Most investors and traders are accustomed to viewing price charts that are based on time, such as daily, 60-minute or five-minute intraday intervals. With a time-based chart, one bar — be it a candlestick or OHLC bar — prints at the end of each specified time interval, regardless of the amount of trading activity that has occurred. On a five-minute chart, for example, a bar will print at 9:35, 9:40, 9:45, 9:50 and so forth until the end of the trading session.
There always will be an equal number of bars per trading session when the same time interval is applied. Time-based charts can be as small as a few seconds to as large as weekly, monthly or yearly intervals.
A trader’s style often determines the size of the chart interval. Longer-term traders, such as swing and position traders, might use hourly, daily or even weekly charts. In contrast, short-term traders may prefer 30-second or one-minute charts to see the details of price action.
While time-based charts are perhaps the most widely used, activity-based price charts offer traders a different view of the markets, and as more bars print within a set amount of time, these charts can indicate an increase in volatility. Tick, volume and range-bar charts are examples of activity-based charts.

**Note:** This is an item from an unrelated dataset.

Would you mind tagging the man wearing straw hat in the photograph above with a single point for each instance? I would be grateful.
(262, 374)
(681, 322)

These charts print a new bar at the close of a specified activity interval, regardless of how much time has elapsed. “Activity driven” (below) shows a 15-minute chart of the E-mini S&P 500 (ES). The overlays in the chart show one 15-minute bar “exploded” to illustrate the tick (on the left) and range bar (on the right) activity that took place during the same time. Activity-based charts can paint a more accurate picture of market action by showing the effect that the number of transactions or volume has on price.